Immunopathology of T1D

Heredity, age and antigen-antibody specificity are all risk factors for T1D, among which susceptibility factors include higher T and B cell response to islet antigen, impaired immune regulation and abnormal congenital inflammation that impairs immune regulation and homeostasis.

Genetics is a key factor in the pathogenesis and progression of T1D

Although 85% of T1D patients have no family history of disease, there is sufficient evidence that genetic factors contribute to T1D susceptibility. The evidence of genetics comes from family history research and genome-wide association research (GWAS). In families with T1D members, the average lifetime risk of siblings is 6-7%, while the risk of the general population is 0.4%. In addition, the risk of T1D in identical twins is greater than 70%.
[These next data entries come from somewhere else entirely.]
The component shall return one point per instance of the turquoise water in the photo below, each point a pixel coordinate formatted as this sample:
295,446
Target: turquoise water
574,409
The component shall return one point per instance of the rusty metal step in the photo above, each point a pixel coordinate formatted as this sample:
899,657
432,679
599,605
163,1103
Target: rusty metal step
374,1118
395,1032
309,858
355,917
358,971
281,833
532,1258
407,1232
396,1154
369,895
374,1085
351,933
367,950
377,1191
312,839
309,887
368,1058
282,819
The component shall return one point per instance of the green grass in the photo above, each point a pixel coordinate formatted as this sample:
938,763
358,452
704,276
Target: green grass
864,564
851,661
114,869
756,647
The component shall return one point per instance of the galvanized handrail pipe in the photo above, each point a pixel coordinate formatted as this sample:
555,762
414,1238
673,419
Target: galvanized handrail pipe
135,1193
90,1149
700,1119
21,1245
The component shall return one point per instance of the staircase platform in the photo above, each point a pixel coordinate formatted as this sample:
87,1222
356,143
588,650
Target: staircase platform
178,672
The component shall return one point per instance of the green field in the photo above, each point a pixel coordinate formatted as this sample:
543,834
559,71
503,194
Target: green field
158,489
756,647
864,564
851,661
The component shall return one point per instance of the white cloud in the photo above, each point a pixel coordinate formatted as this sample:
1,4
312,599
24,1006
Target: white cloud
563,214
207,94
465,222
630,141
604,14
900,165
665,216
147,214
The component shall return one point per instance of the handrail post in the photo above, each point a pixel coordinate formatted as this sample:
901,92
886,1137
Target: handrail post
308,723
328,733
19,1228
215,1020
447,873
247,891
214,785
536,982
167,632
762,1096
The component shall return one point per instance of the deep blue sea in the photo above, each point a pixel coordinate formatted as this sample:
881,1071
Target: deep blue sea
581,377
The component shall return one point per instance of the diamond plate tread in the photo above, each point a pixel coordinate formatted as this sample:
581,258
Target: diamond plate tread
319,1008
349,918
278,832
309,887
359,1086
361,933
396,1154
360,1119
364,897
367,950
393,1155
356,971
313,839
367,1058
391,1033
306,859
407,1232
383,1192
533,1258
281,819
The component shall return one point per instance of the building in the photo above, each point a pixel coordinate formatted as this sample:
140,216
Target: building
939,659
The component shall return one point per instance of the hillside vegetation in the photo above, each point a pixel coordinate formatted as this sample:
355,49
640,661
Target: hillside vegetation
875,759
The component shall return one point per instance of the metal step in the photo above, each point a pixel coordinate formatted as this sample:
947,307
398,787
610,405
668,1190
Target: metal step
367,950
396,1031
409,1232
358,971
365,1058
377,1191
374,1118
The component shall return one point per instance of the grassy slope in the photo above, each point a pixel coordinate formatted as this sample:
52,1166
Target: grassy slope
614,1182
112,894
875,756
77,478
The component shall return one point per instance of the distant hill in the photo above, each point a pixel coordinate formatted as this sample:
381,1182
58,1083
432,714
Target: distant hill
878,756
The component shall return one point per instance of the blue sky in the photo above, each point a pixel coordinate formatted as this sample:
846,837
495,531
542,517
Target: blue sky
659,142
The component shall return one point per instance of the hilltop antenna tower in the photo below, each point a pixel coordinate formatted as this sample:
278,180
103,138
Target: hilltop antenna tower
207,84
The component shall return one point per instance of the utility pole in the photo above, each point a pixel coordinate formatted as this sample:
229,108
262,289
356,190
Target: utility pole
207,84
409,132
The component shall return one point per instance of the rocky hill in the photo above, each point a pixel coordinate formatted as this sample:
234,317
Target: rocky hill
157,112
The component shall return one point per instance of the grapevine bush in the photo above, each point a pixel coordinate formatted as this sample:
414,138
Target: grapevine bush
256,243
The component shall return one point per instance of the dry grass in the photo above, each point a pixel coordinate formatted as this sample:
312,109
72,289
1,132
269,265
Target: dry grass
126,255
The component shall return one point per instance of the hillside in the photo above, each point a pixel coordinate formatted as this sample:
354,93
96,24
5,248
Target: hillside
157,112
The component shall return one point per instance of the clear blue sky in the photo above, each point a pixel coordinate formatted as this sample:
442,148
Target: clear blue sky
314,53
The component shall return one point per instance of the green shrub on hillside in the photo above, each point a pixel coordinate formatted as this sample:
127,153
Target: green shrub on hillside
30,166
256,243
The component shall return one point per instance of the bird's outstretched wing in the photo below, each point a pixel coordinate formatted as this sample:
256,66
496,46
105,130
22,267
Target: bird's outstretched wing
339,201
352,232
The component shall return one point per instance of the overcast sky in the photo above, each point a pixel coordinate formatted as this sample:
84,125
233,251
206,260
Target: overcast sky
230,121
The HLA region on the short arm of chromosome 6 accounts for 50% of the T1D gene association. The HLA region corresponds to the major histocompatibility complex (MHC) and encodes cell surface receptors that present antigens to T cells. For T1D, HLA-II alleles, HLA-DR and HLA-DQ have the strongest association with the highest risk genotype DR3-DQ2 and DR4-DQ8 and the protective genotype DQ * 0602. Specifically, T1D patients are carriers of HLA-DR3, DQB1 * 0201 (DR3-DQ2) or DR4, DQB1 * 0302 (DR4-DQ8). In addition, GWAS also found more than 60 single-nucleotide polymorphisms (SNPs) outside the HLA region associated with T1D susceptibility.

Aetiology

With the increase of T1D incidence rate, the contribution of high-risk HLA haplotypes decreases, which indicates that genetics alone is not enough to drive the development of T1D. Enterovirus infection and early rapid weight gain are both risk factors. Intestinal microbiota is also considered as a risk factor; Lack of microbial diversity and/or changes in microbiome seem to increase the risk of T1D.

Immunopathology

Studies have shown that some immune features related to T1D always exist in the course of disease development, while some other immune features only exist in specific stages of the disease. The reduced response of conventional CD4+T cells to IL-2, the expansion of transitional B cells and the increase of NK cell lysis function are examples of fixed immune characteristics observed when a single autoantibody first appeared, and appear in the whole disease progression process. On the contrary, the increased frequency of follicular T helper cells and peripheral T helper cells is acquired with the progression of disease after fixed immune interference, while the increased resistance of effector T cells to Treg mediated inhibition and more terminal NK differentiation are acquired immune characteristics, which occur in the transition phase to dominant clinical diabetes.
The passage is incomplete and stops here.